With age, the lens in the eye becomes less flexible and more resistant to movement.
The lens movement and flexing are what allow for focusing on things up close or within arm’s reach.
Once the lens is too rigid to flex and focus enough, reading glasses, bifocal glasses, or multifocal contact lenses are needed to provide clear vision when looking up close.
Design of Multifocal Contact Lenses
Multifocal contacts all follow one of two design systems: either a distance center with near surround power or a near center with distance surround power.
The majority of multifocal contact lenses utilize a near-center design because the pupil is naturally smaller when looking at a close object compared to when looking far off.
In a near-center multifocal contact, the center of the contact lens has the reading power and then in tight concentric circles, the distance power and reading power alternate around the center.
Currently, only one multifocal contact lens is available with a distance center design.

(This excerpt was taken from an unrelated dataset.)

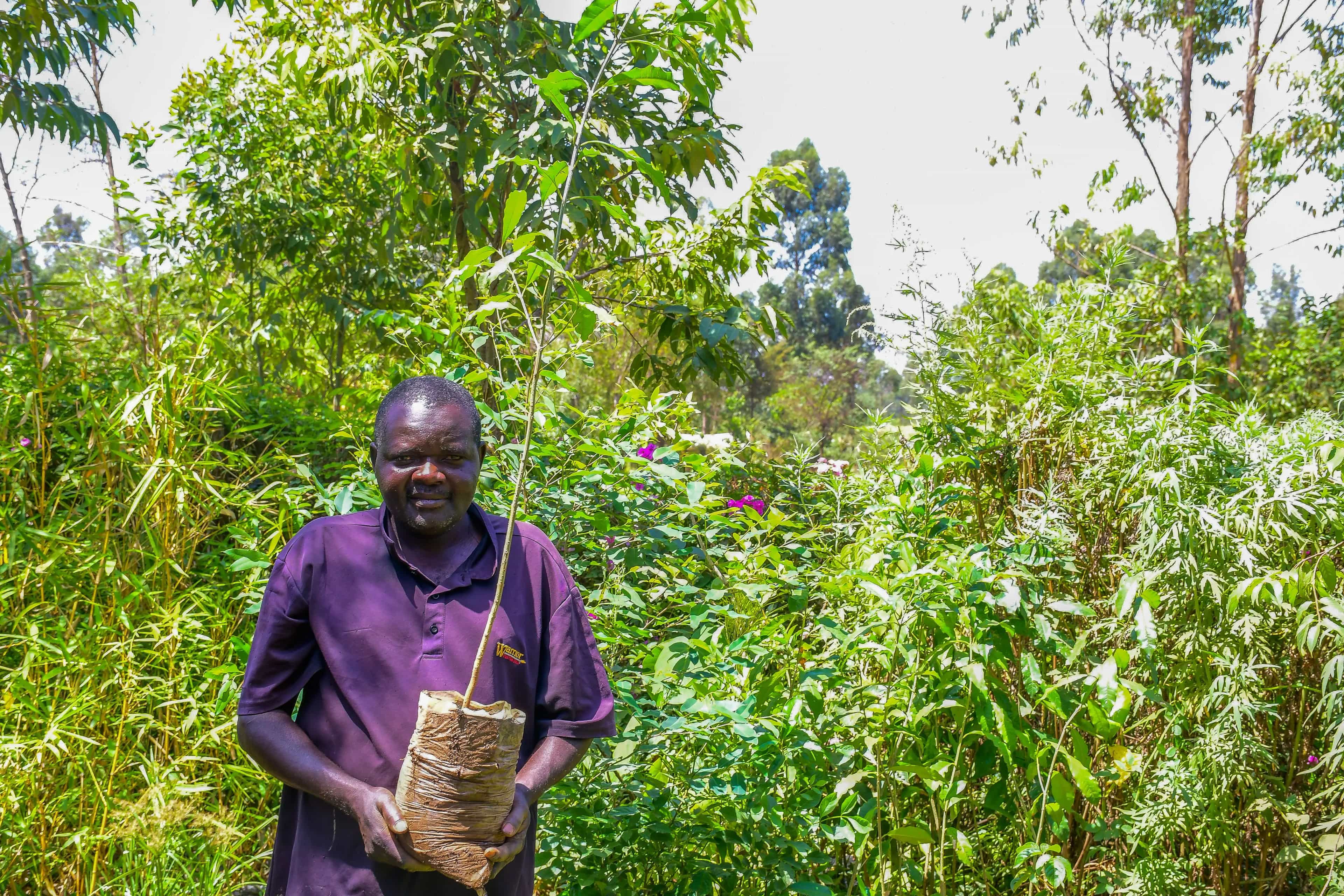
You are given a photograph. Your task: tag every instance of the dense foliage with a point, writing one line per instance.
(1072, 622)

This design is essentially the same principle as that of the bear center but begins with the distance power in the middle.
Problems with Multifocal Contacts
Multifocal contact lenses can be a great tool when worn successfully but these contact lenses can be difficult to fit and find the exact best option.
Since there are multiple powers in one contact lens, the vision may not be as crisp as that with glasses or single-vision contact lenses.
It can be difficult to get multifocal contact lenses that are strong enough in reading power without negatively impacting distance vision.
Symptoms of this can include blurry distance vision, trouble with driving at night, or excessive halos around lights.
Fixing Problems with Multifocal Contact Lenses
If there are problems with multifocal contact lenses, there are specific troubleshooting steps that are followed.
To improve distance vision, the reading add power may be reduced or the distance power may be increased.
If neither of those options resolves the distance blur, switching to a distance near design may be necessary.
Conversely, if the near vision is not adequate, the reading add power may be increased in one or both eyes or the distance power may be decreased.
If fitting a distance center design, a near center may also improve the near vision.